Allium Green: August bounty

8.09.2009

August bounty

Well, yes, I started the weekend a little cranky. I freely admit it. I don't remember why but I do recall that I was cranky all the way through Friday night and into Saturday morning. So I went out to the garden in an attempt to keep my pique to myself (as it wasn't spreading peace and joy throughout the land). And would you know...there I discovered onions? Walla Walla sweet onions, huge and round? It happened while I forgot to pay attention, and all of a sudden, they're ready for picking.

So I found an attitude adjustment in the midst of the onions. A whole garden cart full of onions, which represents only about a quarter of the eventual harvest. Just about nothing could have made me happier. Except that there were beets ready too.
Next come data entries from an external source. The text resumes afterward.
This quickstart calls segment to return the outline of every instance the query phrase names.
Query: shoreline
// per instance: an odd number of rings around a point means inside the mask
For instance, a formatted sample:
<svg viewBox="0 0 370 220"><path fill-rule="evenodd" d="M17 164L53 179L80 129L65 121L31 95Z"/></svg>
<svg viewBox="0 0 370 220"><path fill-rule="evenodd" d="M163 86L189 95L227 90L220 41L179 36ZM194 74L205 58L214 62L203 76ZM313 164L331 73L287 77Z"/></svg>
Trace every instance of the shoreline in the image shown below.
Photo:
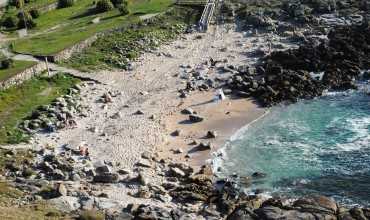
<svg viewBox="0 0 370 220"><path fill-rule="evenodd" d="M251 203L255 213L246 213L254 216L258 212L268 213L269 207L299 216L307 203L318 206L318 210L329 204L325 213L338 214L338 204L327 197L313 197L308 202L302 198L302 209L299 202L286 205L280 198L265 200L260 194L247 195L248 198L242 198L245 201L239 200L239 194L230 197L240 190L239 177L219 179L217 166L209 165L216 163L214 156L222 154L230 141L266 116L269 108L260 107L254 99L232 96L215 102L215 91L227 86L235 74L245 78L243 86L265 85L252 82L245 75L255 76L254 70L249 72L257 61L253 52L259 50L266 55L270 40L267 35L249 36L224 26L210 29L206 34L181 35L158 50L144 53L132 71L89 75L101 83L81 85L81 105L88 110L76 118L76 127L38 134L33 142L42 149L38 154L44 160L35 167L40 174L50 176L59 195L50 202L56 206L65 201L77 204L72 207L76 209L68 212L84 209L86 199L91 205L88 208L127 210L132 215L139 215L143 207L146 213L145 208L149 207L153 213L181 209L194 215L214 215L216 219L243 209L244 202ZM232 80L240 88L242 81L237 77ZM231 89L227 94L232 92L235 91ZM202 120L192 121L183 112L186 108ZM89 149L87 158L81 157L81 146ZM49 153L58 160L46 161ZM64 160L71 159L71 154L72 171L63 172L61 169L70 162ZM222 192L215 189L215 179L224 182ZM64 189L60 189L60 184ZM152 207L160 209L155 211Z"/></svg>
<svg viewBox="0 0 370 220"><path fill-rule="evenodd" d="M178 40L162 45L156 51L144 53L135 62L133 71L101 71L89 74L89 78L101 84L87 84L82 90L81 104L88 106L87 117L80 118L75 129L38 134L33 144L41 148L63 144L77 148L81 143L85 143L92 158L95 158L94 161L120 163L121 168L134 167L141 155L147 151L159 153L164 158L186 161L185 152L194 147L189 145L193 139L211 141L217 150L239 128L263 114L264 109L257 106L253 100L247 101L244 98L228 98L214 107L213 103L194 106L213 99L214 89L194 91L186 99L181 99L178 97L178 89L183 87L186 81L177 72L182 71L182 65L196 68L204 62L209 62L209 58L223 60L227 57L228 61L224 65L238 65L243 61L255 62L254 57L240 54L245 50L254 51L264 45L265 38L261 38L259 43L253 43L260 37L245 37L243 33L226 29L217 26L211 27L207 34L182 35ZM208 42L212 44L209 45ZM228 47L226 51L225 47ZM204 57L204 54L207 56ZM213 78L229 76L227 73L216 71L209 71L207 75ZM113 94L112 103L99 101L105 93ZM186 107L196 109L206 120L191 126L178 124L188 117L180 113ZM143 115L135 113L139 110ZM226 115L227 111L229 114ZM112 119L118 114L118 118ZM178 128L189 134L183 138L171 136ZM218 132L218 137L205 139L203 136L209 130ZM171 152L177 148L183 148L184 153ZM199 167L211 156L209 151L198 153L190 158L190 165Z"/></svg>
<svg viewBox="0 0 370 220"><path fill-rule="evenodd" d="M241 138L241 135L243 135L245 132L248 131L249 127L251 125L253 125L254 123L257 123L259 120L263 119L264 117L266 117L268 114L270 113L270 109L267 109L262 115L260 115L258 118L255 118L254 120L252 120L251 122L249 122L248 124L246 124L245 126L241 127L240 129L238 129L226 142L225 144L219 148L217 151L215 151L213 154L213 158L212 158L212 170L213 170L213 173L217 175L217 173L219 172L219 169L222 168L222 165L224 163L224 161L227 159L227 154L225 152L226 148L230 148L232 146L230 146L230 143L235 141L235 140L238 140L239 138Z"/></svg>
<svg viewBox="0 0 370 220"><path fill-rule="evenodd" d="M199 115L204 116L205 120L197 124L182 124L188 115L181 114L179 108L173 114L166 117L166 130L170 134L166 143L166 152L163 156L166 158L174 158L179 161L188 162L189 165L199 168L202 165L207 165L214 158L214 154L218 152L230 138L235 135L240 129L255 122L266 114L266 108L258 106L253 99L233 99L227 97L222 101L212 101L213 92L196 92L188 97L182 103L181 107L192 108ZM194 103L197 100L199 104ZM180 131L180 135L171 137L174 131ZM216 138L207 138L207 132L216 132ZM211 143L211 150L195 151L192 149L197 146L197 143ZM175 154L170 151L180 150L184 153ZM188 153L190 152L190 153ZM189 159L182 156L188 155Z"/></svg>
While they could have stayed there a bit longer to fatten even further, they were sort of victim to the beans.

The beans that are taking over the world out there, close cousin to Jack's variety. They've overtopped the original trellis, a wimpy four-feet tall. And they've since overtopped the second trellis I rigged up over the original one, another foot and a half higher. I underestimated their vigor. I mean, really, look at them above... what has the right to be so youthfully vital and vigorous in August? These things are still growing! I could build a third trellis on top of the other two and it would overwhelm that one in a couple of days. Amazing. So anyway, they were crowding the beets and I've been wanting to make pickled beets, so I yanked out all the blood-red roots and laid them in the grass for washing with the hose.

And so, it turned into a harvest weekend, rather unexpectedly. The summer that's been slow to yield finally produced. We even plucked the first full-sized ripe tomato, a sincere accomplishment in a year full of Late Blight and decimated tomato patches all over Vermont. Two eggplant and some more of the seemingly endless chard and kale plus some bonus potatoes growing out of the compost pile rounded out the take.

Perhaps it is obvious and everyone would feel this way, but reaping the bounty from all our hours in the garden gives me a measure of joy that's hard to compare to anything else and that doesn't diminish from year to year. Every time, it is a miracle when the damn bean plants once again over top whatever trellis I've built. Tying the onions into bunches to hang to cure in the garage, braiding the garlic to dry along with the onions, pickling beets in the late afternoon, and hubby coming in the back door with two fists full of potatoes gleaned from volunteer plants in the compost pile, these things all bring me immense pleasure. So, yes, I was cranky, but now, my hands are stained red from the beets (and from a minor mishap with the knife and slippery beets) and my pique has faded. I so love this garden.